Penegakan demokrasi harus bersendi kepada hukum, etika dan moral, demokrasi mengajari berfikir kritis (Lesson Learning) sering terdapat skenario dalam penyampaian kritik justru berpotensi mencederai penegakan hukum dan pelaksanaan demokrasi. Perbedaan pendapat bukan sesuatu yang patologis, tapi suatu kemuliaan dan kebajikan untuk menemukan kebenaran. Proses perjalanan bangsa yang panjang terasa ada sesuatu yang salah, hilang ada keretakan, keterbelahan yang mempertajam segregasi pada bangsa ini. Kata yang membentuk kalimat dan memberikan arti, tidak lagi bermakna, terasa ada yang ikut hilang bersama makna itu sehingga apa yang dinyatakan oleh pemimpin negara, bangsa dan organisasi tidak lagi mampu mengajak dan mempengaruhi masyarakat untuk menjaga, merawat dan memperkuat hubungan silaturahim, persatuan dan keutuhan Negara Kesatuan Republik Indonesia.
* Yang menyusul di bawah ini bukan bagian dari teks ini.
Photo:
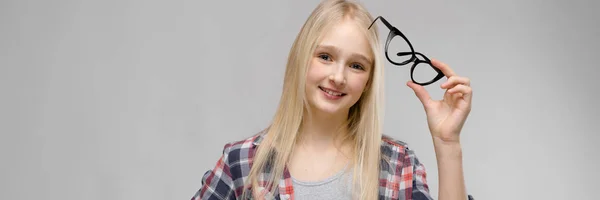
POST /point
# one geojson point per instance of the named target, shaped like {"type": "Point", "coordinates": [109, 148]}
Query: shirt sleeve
{"type": "Point", "coordinates": [420, 187]}
{"type": "Point", "coordinates": [217, 183]}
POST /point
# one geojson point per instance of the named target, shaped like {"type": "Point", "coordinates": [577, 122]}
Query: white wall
{"type": "Point", "coordinates": [135, 99]}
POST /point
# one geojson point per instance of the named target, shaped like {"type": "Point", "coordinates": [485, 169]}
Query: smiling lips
{"type": "Point", "coordinates": [332, 94]}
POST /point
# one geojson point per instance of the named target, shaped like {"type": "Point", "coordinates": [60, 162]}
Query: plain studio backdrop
{"type": "Point", "coordinates": [136, 99]}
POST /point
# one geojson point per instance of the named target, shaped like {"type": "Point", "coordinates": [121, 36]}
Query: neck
{"type": "Point", "coordinates": [321, 130]}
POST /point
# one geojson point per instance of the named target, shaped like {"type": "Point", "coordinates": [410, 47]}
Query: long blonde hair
{"type": "Point", "coordinates": [364, 118]}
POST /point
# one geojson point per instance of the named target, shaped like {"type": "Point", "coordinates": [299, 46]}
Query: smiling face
{"type": "Point", "coordinates": [339, 69]}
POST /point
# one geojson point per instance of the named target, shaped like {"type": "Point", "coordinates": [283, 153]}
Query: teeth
{"type": "Point", "coordinates": [333, 93]}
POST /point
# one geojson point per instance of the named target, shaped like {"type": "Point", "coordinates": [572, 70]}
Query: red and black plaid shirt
{"type": "Point", "coordinates": [402, 176]}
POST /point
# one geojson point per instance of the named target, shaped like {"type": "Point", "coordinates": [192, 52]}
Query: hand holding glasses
{"type": "Point", "coordinates": [408, 56]}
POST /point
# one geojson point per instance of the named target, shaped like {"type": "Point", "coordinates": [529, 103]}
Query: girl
{"type": "Point", "coordinates": [325, 140]}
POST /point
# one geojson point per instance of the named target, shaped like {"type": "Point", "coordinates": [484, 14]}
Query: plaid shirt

Kepada semua anak bangsa terutama kaum Panrita/Cendikiawan yang kreatif dan komitmen moral yang tinggi terpanggil, bertanggung jawab, dan terus menerus menyampaikan harapan perbaikan untuk ikut mencari, memberikan solusi dan mendapatkan pemecahan serta jalan keluar dari persoalan bangsa dan negara. Para pemegang, pengambil dan pelaksanaan keputusan yang berada pada posisi sentral di struktur kekuasaan harus bertindak tegas pada pelaksanaan dan penegakan hukum dan demokrasi terhadap kelompok yang berpotensi mengganggu dan mengancam ideologi negara, kebhinekaan eksistensi dan kelangsungan hidup negara dan bangsa.
Kepada seluruh pemimpin negara, bangsa dan organisasi, utamanya yang lahir dan berasal dari Propinsi Sulawesi Selatan (Bugis, Makassar, Toraja dan Mandar) yang berada dalam posisi pemegang, penyusun, pengambil dan pelaksana kebijakan negara dan yang tergabung dalam organisasi Kerukunan Keluarga Sulawesi Selatan, agar tetap mempertahankan jati diri sebagai seorang Panrita (Cendikiawan/Ulama) dengan kualitas nilai-nilai budaya dan Siri yang baik dan kuat guna menjaga agar kelangsungan hidup bangsa ini tetap dipertahankan dan berjalan lancar tanpa tragedi politik. Hidup adalah pilihan, yang terpenting jangan salah dan menyesali pilihan dalam kehidupan ini sebelum terlambat masih ada waktu untuk berbuat baik berkarya, berprestasi mulia dan bertindak sehat. Jadikan Siri yang sarat dengan nilai-nilai luhur dan sebagai gerakan kebudayaan dan “Intelectual Movement” untuk dijadikan sebagai pedoman dalam menjalani kehidupan berbangsa dan bernegara (way of life).